Before him, the adobe wall seemed to shimmer, quiver, shake. Then, slowly, a small aperture appeared. It enlarged, grew, widened; suddenly it was the size of a doorway.
Bill darted a reproachful look at the brandy. Hell, he told himself, I’ve hardly touched it. His unbelieving eyes went back to the doorway in the wall. It could be an earthquake. In fact, it must be. What else—
Two six-armed creatures emerged. Each had three heads and each head had six goggling eyes. Four legs, a mouth in the middle of—
“Oh, no,” Bill said.
Each of the creatures held an awesome, respect-inspiring gunlike object. Each pointed it at Bill Garrigan.
“Gentlemen,” Bill said, “I realize that this is one of the most potent drinks on Earth, but, so help me, two jiggers couldn’t do this.”
The monsters stared at him and shuddered, and each one closed all but one of its eighteen eyes.
“Hideous indeed,” said the first one to have come through the aperture. “The most hideous specimen in the solar system, is he not, Agol?”

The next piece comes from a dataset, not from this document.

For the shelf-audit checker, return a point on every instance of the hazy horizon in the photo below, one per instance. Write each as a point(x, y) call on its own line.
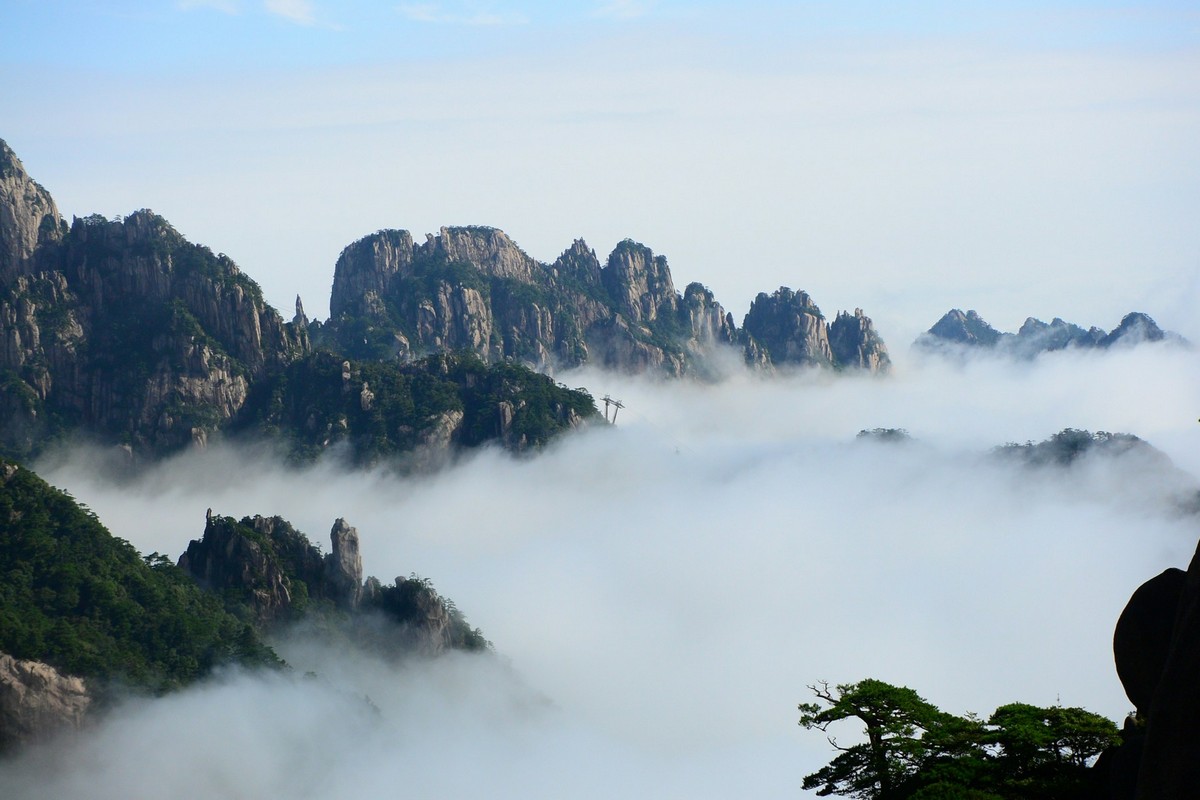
point(1027, 160)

“Me?” said Bill Garrigan faintly.
“You. But do not be afraid. We have come not to harm you but to take you into the mighty presence of Bon Whir III, Emperor Snook, where you will be suitably rewarded.”
“How? For what? Where’s—Snook?”
“Will you please ask questions one at a time? I could answer all three of those simultaneously, one with each head, but I fear you are not equipped to understand multiple communication.”
Bill Garrigan closed his eyes. “You’ve got three heads, but only one mouth. How can you talk three ways with only one mouth?”
The monster’s mouth laughed. “What makes you think we talk with our mouths? We only laugh with them. We eat by osmosis. We talk by vibrating diaphragms in the tops of our heads. Now, which of your three previous questions do you wish answered?”
“How will I be rewarded?”
“The Emperor did not tell us. But it will be a great reward. It is our duty merely to bring you. These weapons are merely a precaution in case you resist. And they do not kill; we are too civilized to kill. They merely stun.”
“You aren’t really there,” Bill said. He opened his eyes and quickly closed them again. “I’ve never touched a reefer in my life. Nor had D.T.’s, and I couldn’t suddenly get them on only two brandies—well, four if you count the ones at the bar.”
“You are ready to go with us?”
“Go where?”
“To Snook.”
“Where’s that?”
“The fifth planet, retrograde, of System K-14-320-GM, Space Continuum 1745-88JHT-97608.”
“Where, with relation to here?”
The monster gestured with one of his six arms. “Immediately through that aperture in your wall. Are you ready?”
“No. What am I being rewarded for? That cartoon? How did you see it?”
“Yes. For that cartoon. We are thoroughly familiar with your world and civilization; it is parallel to ours but in a different continuum. We are people with a great sense of humor. We have artists but no cartoonists; we lack that faculty. The cartoon you drew is, to us, excruciatingly funny. Already, everyone in Snook is laughing at it. Are you now ready?”
“No,” said Bill Garrigan.
Both monsters lifted their guns. Two clicks came simultaneously.
“You are conscious again,” a voice told him. “This way to the throne room, please.”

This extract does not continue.